Extracting Text from PDF Documents
Environment
Version | Product | Author |
---|---|---|
Q1 2025 | RadPdfProcessing | Desislava Yordanova |
Description
Learn how to extract the text content in a PDF document.
Solution
Follow the steps:
1. Import the PDF document using the PdfFormatProvider.
2. Export the RadFixedDocument's content to text using the TextFormatProvider. Thus, if the PDF document contains text fragments, it will be exported to the plain text result.

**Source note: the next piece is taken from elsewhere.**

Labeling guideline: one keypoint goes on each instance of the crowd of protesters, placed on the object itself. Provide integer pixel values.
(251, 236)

string filePath = "input.pdf";
PdfFormatProvider pdf_provider = new PdfFormatProvider();
RadFixedDocument fixed_document;
using (Stream stream = File.OpenRead(filePath))
{
fixed_document = pdf_provider.Import(stream);
}
Telerik.Windows.Documents.Fixed.FormatProviders.Text.TextFormatProvider provider = new Telerik.Windows.Documents.Fixed.FormatProviders.Text.TextFormatProvider();
string documentContent = provider.Export(fixed_document);
Debug.WriteLine(documentContent);
However, depending on the internal document's content, the TextFormatProvider may not be applicable for covering all the cases. A common scenario is a document with scanned images which contain text information. In this case, the above approach wouldn't parse the content to plain text because all the text inside is actually not text but Path elements. Here comes the benefit of using the OcrFormatProvider allowing you to convert images of typed, handwritten, or printed text into machine-encoded text from a scanned document.